Design/methodology/approach: We consider the impact on audit fees through three dimensions: (1) percentage increase in audit fees, (2) amount of change in audit fees per outstanding common share, and (3) actual dollar amount of audit fees. Examination of first year reports by accelerated filers yields 131 companies with material IT-control weaknesses. These 131 companies are matched with a similar set of companies with no reported material weaknesses, and for a subset of 54 from the 131 companies in which a good match could be identified, a set of companies having only material non-IT-based control weaknesses were compared.
Findings: As expected, substantial fee differentials were identified for companies reporting material IT-based control weaknesses as compared to both companies without any material weaknesses and those companies with only non-IT related material weaknesses.

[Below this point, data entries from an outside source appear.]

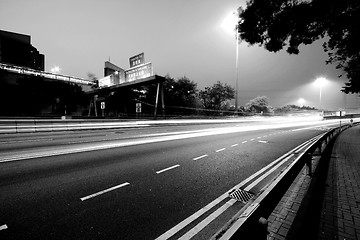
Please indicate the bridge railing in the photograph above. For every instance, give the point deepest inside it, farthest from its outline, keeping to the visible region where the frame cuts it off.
(33, 72)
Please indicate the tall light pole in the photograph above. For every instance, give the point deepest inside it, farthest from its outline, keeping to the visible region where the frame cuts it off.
(231, 23)
(237, 68)
(320, 83)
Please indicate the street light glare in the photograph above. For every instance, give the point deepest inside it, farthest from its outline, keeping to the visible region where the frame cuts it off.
(229, 23)
(319, 82)
(55, 69)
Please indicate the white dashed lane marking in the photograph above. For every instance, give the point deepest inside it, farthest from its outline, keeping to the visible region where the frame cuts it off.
(202, 156)
(167, 169)
(104, 191)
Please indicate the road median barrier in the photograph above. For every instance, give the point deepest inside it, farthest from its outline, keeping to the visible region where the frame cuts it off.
(251, 221)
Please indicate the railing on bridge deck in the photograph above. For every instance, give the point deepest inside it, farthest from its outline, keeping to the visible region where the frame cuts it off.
(33, 72)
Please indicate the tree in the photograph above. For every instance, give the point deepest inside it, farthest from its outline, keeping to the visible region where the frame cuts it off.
(217, 96)
(276, 24)
(258, 105)
(181, 95)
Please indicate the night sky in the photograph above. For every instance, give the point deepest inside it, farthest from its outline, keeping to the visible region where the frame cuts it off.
(179, 37)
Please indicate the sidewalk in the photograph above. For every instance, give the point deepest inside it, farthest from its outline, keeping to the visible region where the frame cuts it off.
(326, 205)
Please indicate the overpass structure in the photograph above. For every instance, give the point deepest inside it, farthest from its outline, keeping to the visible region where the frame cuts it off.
(48, 75)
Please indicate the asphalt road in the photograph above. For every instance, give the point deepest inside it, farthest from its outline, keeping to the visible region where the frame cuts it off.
(130, 183)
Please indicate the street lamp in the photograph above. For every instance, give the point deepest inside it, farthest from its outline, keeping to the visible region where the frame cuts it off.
(320, 82)
(301, 102)
(55, 69)
(230, 24)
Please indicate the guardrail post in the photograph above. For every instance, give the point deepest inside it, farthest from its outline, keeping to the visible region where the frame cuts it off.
(263, 231)
(309, 163)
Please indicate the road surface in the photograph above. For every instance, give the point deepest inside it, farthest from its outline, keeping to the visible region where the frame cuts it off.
(139, 183)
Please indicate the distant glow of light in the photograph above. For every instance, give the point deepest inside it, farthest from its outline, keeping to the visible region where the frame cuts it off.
(301, 102)
(320, 82)
(229, 23)
(55, 69)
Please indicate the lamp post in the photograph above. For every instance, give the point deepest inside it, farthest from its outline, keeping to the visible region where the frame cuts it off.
(320, 83)
(230, 24)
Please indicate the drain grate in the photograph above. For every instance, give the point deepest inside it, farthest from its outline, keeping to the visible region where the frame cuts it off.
(241, 195)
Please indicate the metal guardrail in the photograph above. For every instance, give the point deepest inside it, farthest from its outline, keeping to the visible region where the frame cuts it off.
(251, 221)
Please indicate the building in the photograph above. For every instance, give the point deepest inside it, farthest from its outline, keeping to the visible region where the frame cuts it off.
(16, 49)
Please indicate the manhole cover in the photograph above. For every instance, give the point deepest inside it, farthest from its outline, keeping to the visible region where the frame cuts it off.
(241, 195)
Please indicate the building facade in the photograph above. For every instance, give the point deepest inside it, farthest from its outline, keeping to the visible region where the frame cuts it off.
(16, 49)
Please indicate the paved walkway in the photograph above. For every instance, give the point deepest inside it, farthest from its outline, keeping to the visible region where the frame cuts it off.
(340, 215)
(326, 205)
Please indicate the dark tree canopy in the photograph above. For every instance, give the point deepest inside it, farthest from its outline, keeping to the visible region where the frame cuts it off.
(216, 96)
(278, 24)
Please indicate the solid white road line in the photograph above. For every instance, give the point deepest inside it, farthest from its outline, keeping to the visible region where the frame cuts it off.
(190, 219)
(202, 156)
(267, 173)
(104, 191)
(171, 232)
(3, 227)
(207, 220)
(167, 169)
(221, 149)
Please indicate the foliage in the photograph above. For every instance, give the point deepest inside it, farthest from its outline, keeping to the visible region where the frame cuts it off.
(258, 105)
(181, 95)
(32, 96)
(217, 96)
(276, 24)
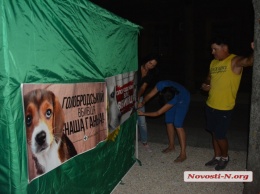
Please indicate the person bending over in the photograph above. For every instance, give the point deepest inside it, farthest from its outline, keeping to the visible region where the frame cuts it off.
(176, 100)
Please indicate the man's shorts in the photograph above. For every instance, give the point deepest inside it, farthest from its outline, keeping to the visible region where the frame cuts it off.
(177, 114)
(218, 121)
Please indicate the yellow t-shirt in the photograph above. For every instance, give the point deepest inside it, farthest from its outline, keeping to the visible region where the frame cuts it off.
(224, 84)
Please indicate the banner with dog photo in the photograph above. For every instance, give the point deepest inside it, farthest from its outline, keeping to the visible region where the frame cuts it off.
(62, 120)
(121, 91)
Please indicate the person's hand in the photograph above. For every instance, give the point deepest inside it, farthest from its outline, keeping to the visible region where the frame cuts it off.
(252, 45)
(205, 87)
(140, 105)
(140, 113)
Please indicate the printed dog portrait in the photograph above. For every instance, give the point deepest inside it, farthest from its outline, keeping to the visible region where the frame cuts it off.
(44, 120)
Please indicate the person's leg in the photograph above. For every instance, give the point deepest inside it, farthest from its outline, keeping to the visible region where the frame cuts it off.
(223, 147)
(180, 114)
(142, 128)
(182, 139)
(216, 147)
(220, 142)
(170, 133)
(169, 115)
(212, 122)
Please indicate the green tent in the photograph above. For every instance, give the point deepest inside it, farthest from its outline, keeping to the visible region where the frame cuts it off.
(62, 41)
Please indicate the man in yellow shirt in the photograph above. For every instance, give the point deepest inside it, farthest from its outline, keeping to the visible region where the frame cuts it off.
(222, 83)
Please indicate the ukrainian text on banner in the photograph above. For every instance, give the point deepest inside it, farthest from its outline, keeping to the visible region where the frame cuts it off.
(62, 120)
(121, 90)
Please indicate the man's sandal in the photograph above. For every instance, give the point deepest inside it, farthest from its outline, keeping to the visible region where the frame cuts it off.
(179, 159)
(168, 150)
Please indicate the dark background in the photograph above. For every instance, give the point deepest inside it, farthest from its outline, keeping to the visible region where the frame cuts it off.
(180, 30)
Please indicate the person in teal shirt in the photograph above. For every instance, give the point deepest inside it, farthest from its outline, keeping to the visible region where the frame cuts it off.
(176, 100)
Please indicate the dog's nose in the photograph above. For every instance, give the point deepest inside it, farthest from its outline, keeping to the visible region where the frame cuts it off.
(40, 138)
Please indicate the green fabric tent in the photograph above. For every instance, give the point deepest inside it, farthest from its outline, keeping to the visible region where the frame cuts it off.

What is original/value of paper: We provide preliminary evidence in regard to the costs of SOX 404 compliance for stockholders. The cost of SOX 404 compliance has often been cited in criticisms of SOX, yet the focus of SOX is not on corporate wealth, but rather on enhancing corporate governance to protect the interest of stockholders. We factor the cost of SOX compliance across the number of reported outstanding common shares for the companies studied. We find the increased cost of audit fees on a per share basis is higher for companies reporting IT material weaknesses.